Mais bientôt, le nombre de morts augmente si rapidement qu’il y a même une liste d’attente pour… les inhumations au cimetière. Partout au pays, les autorités sanitaires mettent en place des règlements pour tenter de freiner la propagation de la terrible grippe. Les écoles, les salles de spectacle et les cinémas, les bibliothèques, bref, presque tous les lieux publics – et parfois même les églises – ferment leurs portes. Beaucoup de personnes portent un masque pour tenter de se protéger, et ceux qui osent cracher sont vertement réprimandés. Car bien qu’on ne puisse stopper l’épidémie, on sait déjà que c’est une grippe et que le virus se propage dans l’air pour se transmettre d’un individu à un autre.

Photo noir et blanc montrant trois hommes portant des masques hygiéniques.

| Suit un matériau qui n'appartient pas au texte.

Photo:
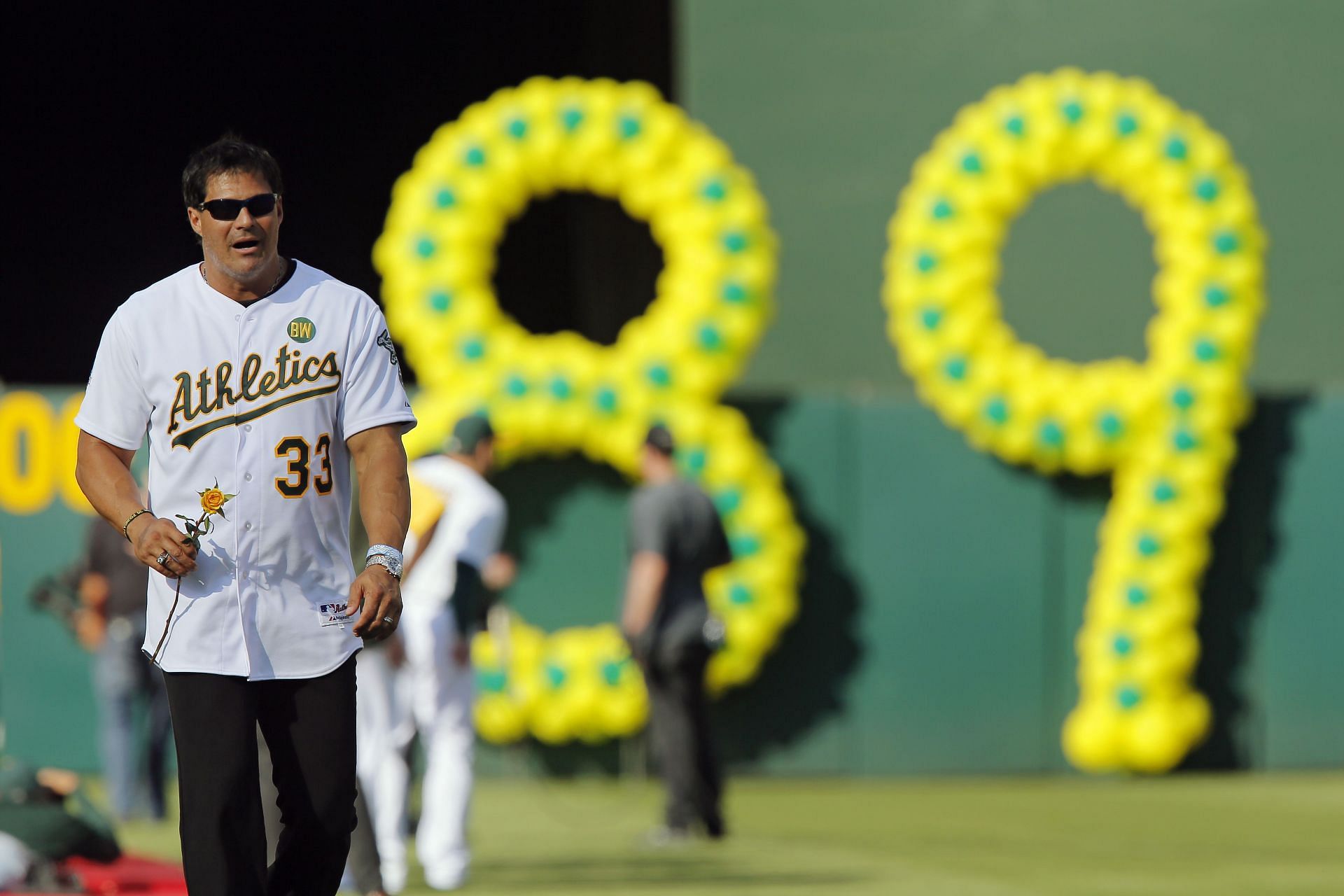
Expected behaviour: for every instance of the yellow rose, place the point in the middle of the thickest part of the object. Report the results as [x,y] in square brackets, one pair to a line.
[213,500]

Hommes portant un masque durant l’épidémie de grippe espagnole. (a025025)

Foudroyante, la grippe s’attaque aux personnes dans la fleur de l’âge : elle provoque une importante poussée de fièvre qui affaiblit le système immunitaire et diminue les résistances naturelles du corps. La majorité des décès surviennent à la suite de complications, notamment la pneumonie.

Des soldats revenus au pays après la fin de la guerre trouvent leur famille décimée. C’est le cas du soldat Arthur-Joseph Lapointe, le père de Jean Lapointe, sénateur à la retraite. Dans ses mémoires intitulés Souvenirs et impressions de ma vie de soldat, 1916-1919, il raconte son retour à la maison, où son père, dont le visage s’est infiniment assombri, l’attend avec une bien triste nouvelle :

« Nous n’avons pas voulu te faire connaître toute l’étendue du malheur qui nous a frappés, car nous ignorions quand tu pourrais nous revenir et cela t’aurait rendu la vie trop pénible. La terrible épidémie de grippe t’a enlevé trois frères et deux sœurs dans l’espace de neuf jours. »

Après plusieurs mois tragiques, on dénombre les victimes : la grippe espagnole a fait plus de 20 millions de morts dans le monde, dont 50 000 au Canada – presque autant que pendant les quatre années de combat de la Première Guerre mondiale.

On reproche amplement aux autorités sanitaires fédérales l’application de mesures de quarantaine désuètes et inadéquates, ainsi que le manque de vision et de leadership. Après avoir dressé le bilan d’une intervention inefficace lors de la pandémie de grippe, le gouvernement fédéral crée le ministère de la Santé en 1919.

Des documents témoins de cette tragédie se trouvent à Bibliothèque et Archives Canada, qui s’en est inspiré pour créer un guide thématique consacré à l’épidémie de grippe espagnole.


Marcelle Cinq-Mars est archiviste principale des affaires militaires, Archives gouvernementales, Bibliothèque et Archives Canada.